While Guinness certified Bastarache’s claim, and accordingly in its 2007 annual edition affirmed the authenticity of Fuller Field’s unique baseball antiquity, certification of the “Clinton distinction” failed in the halls of decision-making in the National Park Service’s National Registry of Historical Landmarks.6 We would suspect that the National Park Service’s Registry of Historical Landmarks remains decidedly more rigorous in its survey of “origin evidence,” to say nothing of the proof of “continuous use,” than does a commercial press such as Guinness. The silence from government authority, the custodian of historical landmark claims, is a deafening commentary on the legitimacy of Clinton’s assertion. On Guinness‘s website appears the following: “The claim (Clinton) is based on maps of the town that date as far back as 1878, and box scores from games played every year.”7 This is the only occasion where a reference to evidence of “continuous use” (“box scores”) is offered, but it is merely a reference, rather than evidence itself.
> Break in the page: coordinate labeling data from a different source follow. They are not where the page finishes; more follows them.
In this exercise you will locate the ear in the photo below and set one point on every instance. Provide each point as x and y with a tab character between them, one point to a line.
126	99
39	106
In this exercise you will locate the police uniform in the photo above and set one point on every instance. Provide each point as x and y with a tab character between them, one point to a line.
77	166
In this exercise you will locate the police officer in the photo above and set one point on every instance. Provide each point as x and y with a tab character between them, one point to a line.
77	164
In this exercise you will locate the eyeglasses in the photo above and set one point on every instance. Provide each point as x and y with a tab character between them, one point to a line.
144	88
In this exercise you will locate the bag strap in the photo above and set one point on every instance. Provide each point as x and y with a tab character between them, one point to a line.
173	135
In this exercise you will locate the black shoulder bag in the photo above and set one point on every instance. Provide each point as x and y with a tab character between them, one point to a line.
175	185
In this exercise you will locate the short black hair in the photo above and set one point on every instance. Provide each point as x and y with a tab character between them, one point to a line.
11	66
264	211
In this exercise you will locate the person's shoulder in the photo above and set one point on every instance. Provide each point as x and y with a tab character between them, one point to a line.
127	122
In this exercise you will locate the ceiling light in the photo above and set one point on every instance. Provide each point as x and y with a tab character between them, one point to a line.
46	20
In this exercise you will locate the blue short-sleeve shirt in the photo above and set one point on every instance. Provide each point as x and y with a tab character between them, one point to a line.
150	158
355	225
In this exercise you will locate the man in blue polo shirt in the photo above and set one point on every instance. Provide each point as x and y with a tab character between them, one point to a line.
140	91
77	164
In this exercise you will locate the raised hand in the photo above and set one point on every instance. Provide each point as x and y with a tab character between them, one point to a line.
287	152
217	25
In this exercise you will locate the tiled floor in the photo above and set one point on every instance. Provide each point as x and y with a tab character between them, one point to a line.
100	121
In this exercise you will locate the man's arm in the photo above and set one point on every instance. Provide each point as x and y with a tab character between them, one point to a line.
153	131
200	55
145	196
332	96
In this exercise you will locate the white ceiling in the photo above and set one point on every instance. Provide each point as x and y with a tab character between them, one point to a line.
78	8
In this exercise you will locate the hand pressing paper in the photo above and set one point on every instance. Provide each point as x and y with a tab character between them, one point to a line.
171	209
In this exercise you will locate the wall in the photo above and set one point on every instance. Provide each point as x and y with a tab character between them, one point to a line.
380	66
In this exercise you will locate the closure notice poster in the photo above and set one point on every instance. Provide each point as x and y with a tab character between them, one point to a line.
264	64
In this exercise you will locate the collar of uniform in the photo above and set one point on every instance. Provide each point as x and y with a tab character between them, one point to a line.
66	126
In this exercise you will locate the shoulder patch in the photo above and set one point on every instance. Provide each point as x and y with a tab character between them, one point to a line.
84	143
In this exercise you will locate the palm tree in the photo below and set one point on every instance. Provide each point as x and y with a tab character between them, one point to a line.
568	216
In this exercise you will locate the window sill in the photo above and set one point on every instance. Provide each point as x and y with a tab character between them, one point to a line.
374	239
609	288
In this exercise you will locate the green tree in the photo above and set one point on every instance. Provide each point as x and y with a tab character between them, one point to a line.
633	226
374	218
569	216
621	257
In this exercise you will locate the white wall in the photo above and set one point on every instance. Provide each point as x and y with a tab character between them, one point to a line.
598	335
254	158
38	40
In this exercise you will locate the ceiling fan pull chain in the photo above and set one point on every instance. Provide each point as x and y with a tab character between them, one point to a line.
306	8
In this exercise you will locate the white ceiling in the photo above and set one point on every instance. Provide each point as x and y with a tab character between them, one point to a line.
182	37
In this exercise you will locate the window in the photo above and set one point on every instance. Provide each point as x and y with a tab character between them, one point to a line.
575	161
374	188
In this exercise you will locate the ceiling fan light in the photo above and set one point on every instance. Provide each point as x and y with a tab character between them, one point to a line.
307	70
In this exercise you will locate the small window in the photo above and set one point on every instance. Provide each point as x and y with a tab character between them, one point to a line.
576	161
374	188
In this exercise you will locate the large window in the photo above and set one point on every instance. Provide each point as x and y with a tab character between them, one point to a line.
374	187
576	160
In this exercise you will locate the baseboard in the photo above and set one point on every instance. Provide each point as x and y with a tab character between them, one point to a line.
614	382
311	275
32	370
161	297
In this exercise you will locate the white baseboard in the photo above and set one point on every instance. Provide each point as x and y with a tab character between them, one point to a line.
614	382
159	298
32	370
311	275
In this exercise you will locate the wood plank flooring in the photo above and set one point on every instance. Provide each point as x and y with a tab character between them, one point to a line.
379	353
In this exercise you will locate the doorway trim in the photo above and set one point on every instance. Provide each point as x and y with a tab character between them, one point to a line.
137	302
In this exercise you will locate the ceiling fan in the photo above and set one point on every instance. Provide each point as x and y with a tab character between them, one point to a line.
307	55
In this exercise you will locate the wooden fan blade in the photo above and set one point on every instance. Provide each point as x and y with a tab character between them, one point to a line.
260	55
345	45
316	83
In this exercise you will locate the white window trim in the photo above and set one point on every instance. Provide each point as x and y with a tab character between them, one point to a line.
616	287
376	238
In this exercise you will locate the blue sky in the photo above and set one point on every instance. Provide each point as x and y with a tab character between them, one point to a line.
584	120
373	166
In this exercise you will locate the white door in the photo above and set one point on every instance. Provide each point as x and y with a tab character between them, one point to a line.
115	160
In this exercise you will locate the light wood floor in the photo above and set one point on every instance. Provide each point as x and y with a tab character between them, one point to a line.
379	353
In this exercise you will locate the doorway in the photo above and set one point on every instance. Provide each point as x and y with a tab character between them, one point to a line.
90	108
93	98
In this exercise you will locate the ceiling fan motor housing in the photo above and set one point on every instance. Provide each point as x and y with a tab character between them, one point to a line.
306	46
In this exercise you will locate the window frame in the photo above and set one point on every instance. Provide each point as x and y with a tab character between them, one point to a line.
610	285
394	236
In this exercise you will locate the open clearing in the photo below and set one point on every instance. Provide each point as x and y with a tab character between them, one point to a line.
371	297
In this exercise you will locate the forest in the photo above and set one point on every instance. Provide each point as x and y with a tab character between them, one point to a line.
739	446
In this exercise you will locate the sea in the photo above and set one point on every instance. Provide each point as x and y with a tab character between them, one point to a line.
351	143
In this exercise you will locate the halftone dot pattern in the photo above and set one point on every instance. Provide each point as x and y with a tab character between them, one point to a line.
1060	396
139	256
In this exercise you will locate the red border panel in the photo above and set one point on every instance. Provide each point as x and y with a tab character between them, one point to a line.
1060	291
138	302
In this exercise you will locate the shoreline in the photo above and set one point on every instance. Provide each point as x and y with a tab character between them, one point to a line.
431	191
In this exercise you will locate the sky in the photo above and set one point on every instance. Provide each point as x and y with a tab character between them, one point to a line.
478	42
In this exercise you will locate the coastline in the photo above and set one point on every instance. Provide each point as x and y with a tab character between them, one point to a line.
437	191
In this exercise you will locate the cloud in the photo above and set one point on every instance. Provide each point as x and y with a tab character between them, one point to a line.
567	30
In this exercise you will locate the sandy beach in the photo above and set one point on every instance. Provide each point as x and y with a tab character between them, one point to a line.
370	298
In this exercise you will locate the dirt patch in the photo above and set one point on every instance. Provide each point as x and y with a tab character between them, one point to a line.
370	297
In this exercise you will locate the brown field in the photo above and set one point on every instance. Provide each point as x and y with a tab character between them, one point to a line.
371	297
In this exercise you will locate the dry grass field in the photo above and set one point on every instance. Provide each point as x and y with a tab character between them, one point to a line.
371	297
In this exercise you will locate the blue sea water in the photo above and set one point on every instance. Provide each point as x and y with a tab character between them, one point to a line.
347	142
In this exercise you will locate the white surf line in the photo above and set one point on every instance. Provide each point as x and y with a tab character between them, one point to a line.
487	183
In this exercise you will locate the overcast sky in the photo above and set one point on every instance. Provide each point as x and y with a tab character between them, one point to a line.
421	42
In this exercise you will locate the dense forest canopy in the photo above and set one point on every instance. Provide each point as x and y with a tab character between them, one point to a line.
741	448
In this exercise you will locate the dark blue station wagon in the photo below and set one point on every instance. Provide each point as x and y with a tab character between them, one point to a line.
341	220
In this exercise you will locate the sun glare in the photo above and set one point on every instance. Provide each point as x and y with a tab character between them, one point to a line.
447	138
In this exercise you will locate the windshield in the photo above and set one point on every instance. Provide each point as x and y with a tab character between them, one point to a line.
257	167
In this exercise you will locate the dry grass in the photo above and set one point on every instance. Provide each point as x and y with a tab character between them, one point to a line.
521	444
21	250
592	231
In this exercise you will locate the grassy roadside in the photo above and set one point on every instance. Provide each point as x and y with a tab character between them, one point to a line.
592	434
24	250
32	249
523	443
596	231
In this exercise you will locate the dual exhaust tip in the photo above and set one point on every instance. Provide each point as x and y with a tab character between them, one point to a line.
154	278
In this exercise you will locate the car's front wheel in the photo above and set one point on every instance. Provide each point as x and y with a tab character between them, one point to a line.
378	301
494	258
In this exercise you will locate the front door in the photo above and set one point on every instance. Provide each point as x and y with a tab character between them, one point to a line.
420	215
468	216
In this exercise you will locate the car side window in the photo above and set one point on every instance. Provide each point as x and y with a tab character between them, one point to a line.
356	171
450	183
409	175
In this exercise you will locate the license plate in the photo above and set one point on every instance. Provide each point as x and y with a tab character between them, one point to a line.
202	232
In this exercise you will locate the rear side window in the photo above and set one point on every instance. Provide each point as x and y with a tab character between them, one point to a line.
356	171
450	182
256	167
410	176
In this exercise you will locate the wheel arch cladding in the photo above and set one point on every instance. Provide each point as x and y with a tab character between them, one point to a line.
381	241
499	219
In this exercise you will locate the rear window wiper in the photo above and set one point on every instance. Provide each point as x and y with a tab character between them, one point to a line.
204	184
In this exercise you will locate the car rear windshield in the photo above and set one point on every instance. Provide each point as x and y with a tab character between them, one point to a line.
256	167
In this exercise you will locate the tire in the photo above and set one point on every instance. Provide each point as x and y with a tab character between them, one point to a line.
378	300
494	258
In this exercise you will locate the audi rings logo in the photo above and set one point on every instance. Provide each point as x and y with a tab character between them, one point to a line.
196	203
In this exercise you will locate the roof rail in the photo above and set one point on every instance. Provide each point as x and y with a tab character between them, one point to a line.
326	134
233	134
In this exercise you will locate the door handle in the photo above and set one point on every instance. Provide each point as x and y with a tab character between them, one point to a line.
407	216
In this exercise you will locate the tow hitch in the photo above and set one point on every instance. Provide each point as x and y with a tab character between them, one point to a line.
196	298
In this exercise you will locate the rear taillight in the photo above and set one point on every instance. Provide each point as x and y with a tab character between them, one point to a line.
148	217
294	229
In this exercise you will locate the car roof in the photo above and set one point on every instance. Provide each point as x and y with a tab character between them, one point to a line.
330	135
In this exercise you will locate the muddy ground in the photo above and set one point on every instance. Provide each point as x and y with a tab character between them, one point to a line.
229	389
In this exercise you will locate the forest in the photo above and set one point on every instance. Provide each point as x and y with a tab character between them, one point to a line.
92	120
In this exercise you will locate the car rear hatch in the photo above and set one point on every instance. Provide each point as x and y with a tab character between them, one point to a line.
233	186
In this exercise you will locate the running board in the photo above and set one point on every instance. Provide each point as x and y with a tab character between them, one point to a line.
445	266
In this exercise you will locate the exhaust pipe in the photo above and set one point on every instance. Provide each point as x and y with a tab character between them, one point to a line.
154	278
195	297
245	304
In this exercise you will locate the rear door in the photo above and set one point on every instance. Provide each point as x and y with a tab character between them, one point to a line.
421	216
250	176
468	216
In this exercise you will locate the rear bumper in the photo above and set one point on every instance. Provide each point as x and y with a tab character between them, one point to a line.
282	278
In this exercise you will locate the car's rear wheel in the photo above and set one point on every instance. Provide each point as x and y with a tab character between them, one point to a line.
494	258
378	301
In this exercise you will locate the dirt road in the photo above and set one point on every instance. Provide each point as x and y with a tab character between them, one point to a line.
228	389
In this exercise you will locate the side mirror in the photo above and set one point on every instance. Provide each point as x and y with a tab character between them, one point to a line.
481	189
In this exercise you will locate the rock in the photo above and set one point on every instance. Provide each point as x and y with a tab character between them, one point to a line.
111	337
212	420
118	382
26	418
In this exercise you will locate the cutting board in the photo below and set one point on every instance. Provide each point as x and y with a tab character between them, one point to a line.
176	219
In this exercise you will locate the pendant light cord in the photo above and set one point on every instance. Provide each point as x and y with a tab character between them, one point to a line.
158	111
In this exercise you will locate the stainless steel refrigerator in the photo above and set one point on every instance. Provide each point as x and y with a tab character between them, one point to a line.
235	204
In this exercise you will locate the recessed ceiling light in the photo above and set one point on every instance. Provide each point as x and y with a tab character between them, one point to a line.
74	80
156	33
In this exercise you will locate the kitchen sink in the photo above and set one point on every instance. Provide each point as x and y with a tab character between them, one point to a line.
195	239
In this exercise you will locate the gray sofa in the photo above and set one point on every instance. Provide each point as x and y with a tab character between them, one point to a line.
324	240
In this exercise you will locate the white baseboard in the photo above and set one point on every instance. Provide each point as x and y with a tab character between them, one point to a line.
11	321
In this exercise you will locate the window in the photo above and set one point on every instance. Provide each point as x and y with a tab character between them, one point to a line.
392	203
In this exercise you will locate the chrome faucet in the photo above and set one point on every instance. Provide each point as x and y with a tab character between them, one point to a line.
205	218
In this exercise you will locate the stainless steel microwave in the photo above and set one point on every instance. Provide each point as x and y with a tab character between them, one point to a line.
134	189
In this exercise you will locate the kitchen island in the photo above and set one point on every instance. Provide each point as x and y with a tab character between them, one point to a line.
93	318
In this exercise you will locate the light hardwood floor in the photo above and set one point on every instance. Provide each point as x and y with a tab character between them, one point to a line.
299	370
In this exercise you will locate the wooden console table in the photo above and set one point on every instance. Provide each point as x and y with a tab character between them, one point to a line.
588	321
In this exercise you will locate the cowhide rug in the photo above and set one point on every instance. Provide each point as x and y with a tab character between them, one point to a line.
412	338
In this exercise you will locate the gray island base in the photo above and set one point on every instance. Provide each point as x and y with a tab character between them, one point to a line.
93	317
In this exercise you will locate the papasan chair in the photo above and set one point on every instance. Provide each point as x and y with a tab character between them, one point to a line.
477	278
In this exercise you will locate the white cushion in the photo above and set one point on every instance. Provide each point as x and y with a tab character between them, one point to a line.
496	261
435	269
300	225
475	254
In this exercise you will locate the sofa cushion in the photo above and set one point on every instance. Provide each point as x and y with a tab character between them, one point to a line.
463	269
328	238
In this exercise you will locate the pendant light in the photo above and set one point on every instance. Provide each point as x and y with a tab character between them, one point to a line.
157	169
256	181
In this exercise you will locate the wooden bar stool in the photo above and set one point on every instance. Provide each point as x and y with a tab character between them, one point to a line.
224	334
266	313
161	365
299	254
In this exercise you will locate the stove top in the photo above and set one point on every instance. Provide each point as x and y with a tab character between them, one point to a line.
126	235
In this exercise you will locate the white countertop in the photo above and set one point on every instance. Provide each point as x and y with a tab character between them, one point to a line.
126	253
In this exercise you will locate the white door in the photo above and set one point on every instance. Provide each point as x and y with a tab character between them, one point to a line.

If such evidence exists, Bastarache would surely have brought it forth to support the “continuous use” aspect of his argument. We believe no such evidence exists, but if it does indeed exist, has never been examined relative to the Clinton claim. Finally, disastrous to Clinton’s claim was the removal of Fuller Field from Guinness World Records, replaced in its 2009 edition by Labatt Memorial Park in London.8
ROBERT K. BARNEY, an American citizen, has lived and worked in Canada at Western University for 50 years. Educated at the University of New Mexico, he received his PhD in 1968; in 2014 Western University awarded him a doctor of laws, honoris causa. Recently he has worked with City of London heritage officials on a proposal to federal authorities for Labatt Memorial Park to be awarded National Heritage Site distinction.
RILEY NOWOKOWSKI is a PhD Candidate at Western University in London, Ontario. He loves all types of sport but takes a particular interest in baseball history. His work largely has focused on sport during the late nineteenth and early twentieth centuries.
Notes
1 For more on this see A.J. Bastarache, An Extraordinary Town: How One of America’s Smallest Towns Shaped the World (Clinton, Massachusetts: Angus MacGregor Publishing, 2005).
2 See Bastarache’s chapter, “Making Sports History” (p. 95), in his An Extraordinary Town.
3 The phrase “darkened and dog-eared by age” is from Peter Schworm, “Fielding Dreams: A Central Massachusetts Town Hopes an 1878 Map Will Bring Visitors and Bragging Rights to a Spot in Baseball History,” Boston Globe, August 14, 2005: 29. The phrase may in fact have been spoken directly to Schworn by his interviewee, A.J. Bastarache.
4 In this case, Barry Wells, as told to the authors by Wells himself during a tour of Labatt Park on November 10, 2018.
5 Bastarache, 95.
6 For the earliest notation of the National Park Service Submission, and actual Guinness submission, see Schworm, “Fielding Dreams.”
7 https://www.waymarking.com/waymarks/wm5566_Worlds_Oldest_Baseball_Diamond_in_Continuous_Use_Fuller_Field_Clinton_MA.
8 Craig Glenday, ed., Guinness World Records 2009 (New York: Bantam Books, 2009), 191.